Visually Striking Design and Cultural Appeal
One of Ghost Parade’s appeals is its culturally-significant characters. Many of the ghosts have designs that invoke Indonesian culture and myths. Adding to this, the gorgeous artwork brings life to the environment, inspiring both mystery and further exploration.
From the onset, Ghost Parade has a duality to its adventure. On one hand, players are exploring the world as presented by Lantera. On the other hand, for players unfamiliar with Indonesian myths, there is an opportunity to learn culture through the game’s presentation.
System Mechanics and Ghost Allies
At the beginning of the game, mechanics are limited to simple commands. For the PS4 version, movement is controlled with the left analog stick and jump with the X button. As the player explores further, the game grants player’s a melee attack, multiple ghost skills, a dash, a ghost inventory, an ultimate, and a glide/range attack.

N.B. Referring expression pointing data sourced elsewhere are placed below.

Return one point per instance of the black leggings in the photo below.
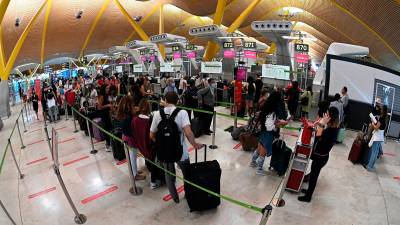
(317, 164)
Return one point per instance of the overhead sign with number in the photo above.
(190, 47)
(227, 44)
(301, 47)
(250, 45)
(175, 48)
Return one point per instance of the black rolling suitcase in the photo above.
(206, 174)
(280, 157)
(197, 127)
(117, 147)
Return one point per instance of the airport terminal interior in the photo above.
(236, 112)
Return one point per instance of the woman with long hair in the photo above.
(250, 95)
(125, 113)
(269, 124)
(327, 131)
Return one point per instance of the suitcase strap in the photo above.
(205, 154)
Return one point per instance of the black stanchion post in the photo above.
(79, 218)
(134, 190)
(7, 213)
(94, 151)
(266, 213)
(213, 146)
(280, 202)
(23, 121)
(20, 136)
(21, 175)
(73, 116)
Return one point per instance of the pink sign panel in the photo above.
(191, 55)
(250, 54)
(301, 58)
(177, 55)
(229, 54)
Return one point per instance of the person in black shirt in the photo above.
(327, 131)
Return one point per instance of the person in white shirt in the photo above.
(183, 123)
(270, 123)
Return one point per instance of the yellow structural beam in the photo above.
(212, 47)
(94, 25)
(366, 26)
(2, 54)
(135, 26)
(153, 10)
(46, 21)
(161, 30)
(20, 42)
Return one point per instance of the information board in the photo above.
(211, 67)
(279, 72)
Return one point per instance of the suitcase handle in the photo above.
(205, 154)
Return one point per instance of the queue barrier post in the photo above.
(280, 202)
(213, 146)
(23, 121)
(93, 151)
(7, 213)
(20, 136)
(73, 116)
(266, 214)
(21, 175)
(134, 190)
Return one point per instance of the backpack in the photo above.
(169, 148)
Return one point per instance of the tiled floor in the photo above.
(346, 193)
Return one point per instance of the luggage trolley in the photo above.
(300, 164)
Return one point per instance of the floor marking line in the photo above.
(75, 160)
(121, 162)
(36, 142)
(99, 195)
(42, 193)
(36, 161)
(63, 141)
(236, 147)
(61, 128)
(34, 130)
(169, 197)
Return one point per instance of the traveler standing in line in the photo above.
(306, 101)
(339, 105)
(259, 86)
(104, 111)
(206, 101)
(345, 100)
(293, 95)
(326, 136)
(125, 115)
(182, 121)
(250, 94)
(269, 124)
(170, 86)
(378, 137)
(35, 103)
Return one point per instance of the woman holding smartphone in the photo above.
(327, 131)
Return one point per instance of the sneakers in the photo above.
(155, 185)
(261, 172)
(108, 148)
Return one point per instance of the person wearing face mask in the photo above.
(206, 98)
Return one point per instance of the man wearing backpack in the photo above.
(168, 130)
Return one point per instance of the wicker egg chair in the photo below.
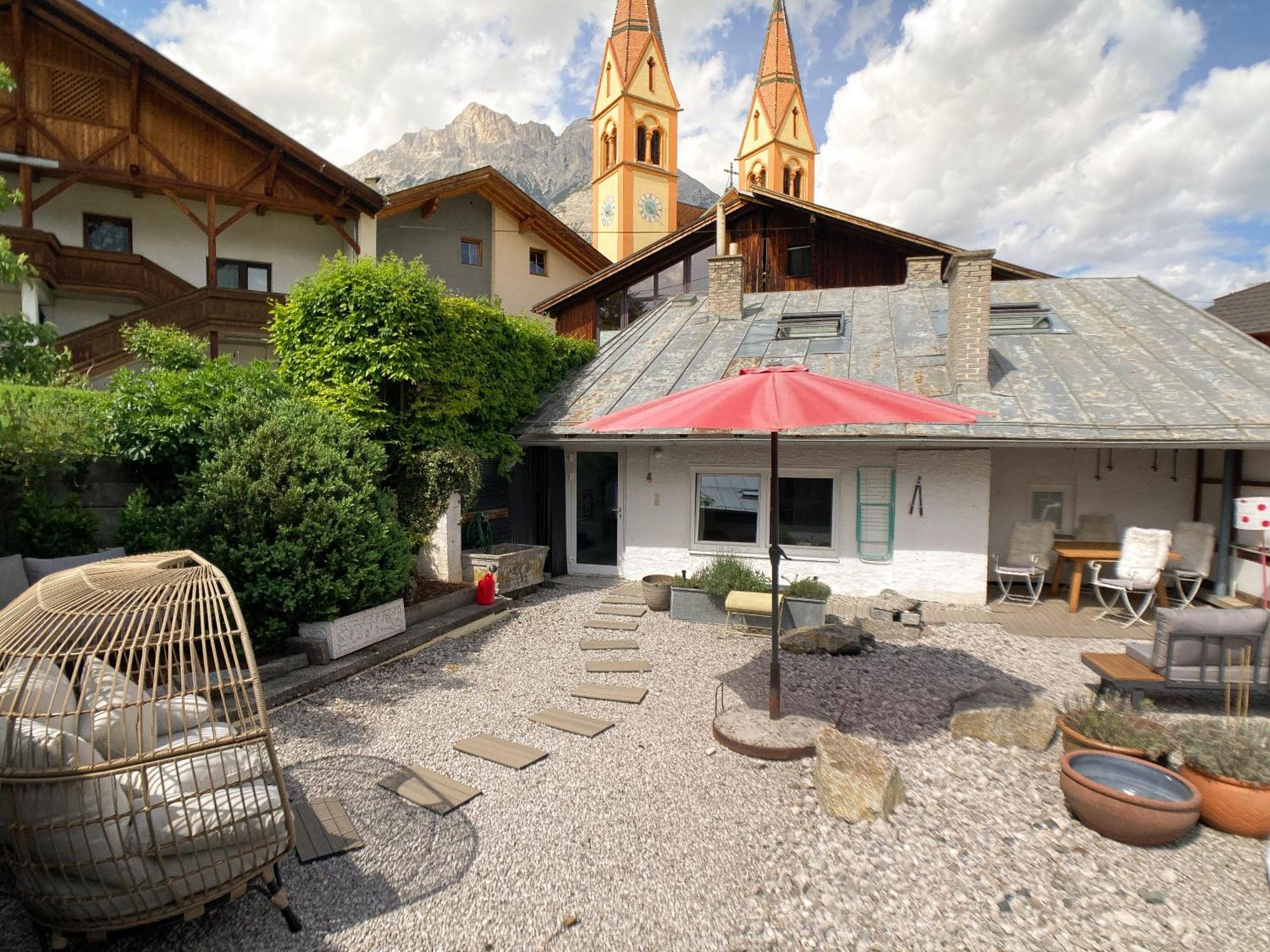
(138, 779)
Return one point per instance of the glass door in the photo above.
(595, 511)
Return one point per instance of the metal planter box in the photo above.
(356, 631)
(515, 567)
(697, 606)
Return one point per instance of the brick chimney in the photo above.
(727, 286)
(925, 272)
(970, 280)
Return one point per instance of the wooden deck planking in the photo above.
(429, 789)
(571, 722)
(507, 753)
(632, 667)
(323, 830)
(610, 692)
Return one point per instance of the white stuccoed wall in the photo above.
(940, 557)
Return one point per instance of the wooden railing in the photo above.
(223, 312)
(91, 272)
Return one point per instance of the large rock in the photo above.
(1005, 715)
(854, 780)
(829, 639)
(891, 601)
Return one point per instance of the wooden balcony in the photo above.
(90, 272)
(206, 313)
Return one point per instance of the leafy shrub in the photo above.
(808, 588)
(1240, 752)
(145, 527)
(48, 529)
(29, 354)
(291, 511)
(427, 479)
(1112, 719)
(727, 573)
(164, 348)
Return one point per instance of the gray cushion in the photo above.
(1245, 626)
(13, 579)
(39, 568)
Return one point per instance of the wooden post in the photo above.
(211, 241)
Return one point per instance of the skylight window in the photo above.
(810, 326)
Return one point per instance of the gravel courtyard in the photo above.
(652, 837)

All of these open up a range of strategies as you approach new environments and challenges. Furthermore, there are dozens of recruitable ghosts, all of which provide different abilities. Finding the right three ghosts will be vital to conquering the obstacles ahead or traversing into new areas.
Crafting, Item Systems, and Skill Trees
To incentivize players, rewards are hidden throughout the environment. Whether it be unique routes towards the end of the level or hidden areas with items, Ghost Parade satisfies your curiosity with its platforming.
While my time with this was brief, items can be used as crafting material or to aid directly in battle such as a healing potion. Defeating enemies can also net the player with gold for later shop encounters or experience for improving your skills.
After receiving enough experience, Suri can gain a skill point and use that in the game’s Skill Tree. The Skill Tree is divided into three branches. From what I’ve gathered, each branch modifies certain expertises: ghost abilities, Suri’s abilities, and passive buffs. With the Skill Tree system, dangerous fights can be their own reward.
Ghost Parade has a simple yet interesting premise. Visually, its aesthetics are one of its greatest strengths, inviting curious players to explore the world and become familiar with Indonesian myths and culture.
Having up to 70 ghosts, 30 of which are recruitable, incentivizes players to dive deeper into the game and immerse themselves in several strategies. If you’re looking for a unique addition to Metroidvania games or interested in Indonesian culture, Ghost Parade releases on the Playstation 4, Nintendo Switch, and PC some time in November.